Superstitions

Christmas Death Myths, Omens & Superstitions

Christmas tree
Does each stray Christmas tree needle signal a death in the family in the coming year?
Photo © iStock.com/saje

While people generally view superstitions with mild amusement, many of us still knock on wood to avoid tempting fate, cross our fingers for luck, or avoid walking beneath a ladder “just in case.” Below you will find numerous death-related myths, omens and superstitions connected to Christmas, which you may take as seriously (or not) as you wish during the season of joy!

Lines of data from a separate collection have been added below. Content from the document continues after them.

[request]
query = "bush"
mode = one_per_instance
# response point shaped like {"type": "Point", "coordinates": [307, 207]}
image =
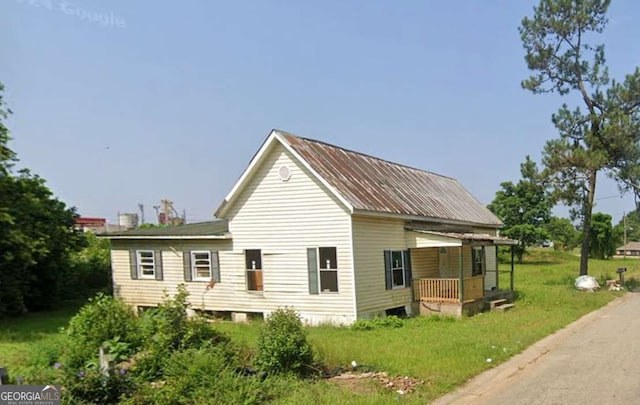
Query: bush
{"type": "Point", "coordinates": [91, 386]}
{"type": "Point", "coordinates": [282, 344]}
{"type": "Point", "coordinates": [89, 270]}
{"type": "Point", "coordinates": [104, 318]}
{"type": "Point", "coordinates": [205, 375]}
{"type": "Point", "coordinates": [166, 329]}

• While many women can probably think of something else they’d rather do on Christmas Day, giving birth on December 25th allegedly protects a child from dying by hanging or drowning during his or her lifetime.

• Despite the lyrics of “Baby, It’s Cold Outside,” you should stay up until midnight on Christmas Eve so you can open your front door and release any ghosts, ghouls and evil spirits living in your home.

• Avoid your cat at midnight on Christmas Eve. Legend has it that our feline friends acquire the power of speech at this time, but anyone hearing this temporary “cat speak” will soon die.

• If you use a real Christmas tree or other natural greenery in your home during the holiday, make sure you pick up every needle and/or leaf after you take down your tree or decorations. If you don’t, each stray needle or leaf will result in a death in your household during the new year.

• An Irish superstition holds that heaven’s pearly gates open wide at midnight on Christmas Eve, which eliminates the need for the souls of the dead to first visit purgatory.

• If you plan to host a Yuletide dinner at your home this season, make sure you invite an even number of guests because a table set for an odd number merely invites bad luck, or even death, in the new year.

• Leave a lamp or a candle burning all night on Christmas Eve to prevent a death from occurring in your home.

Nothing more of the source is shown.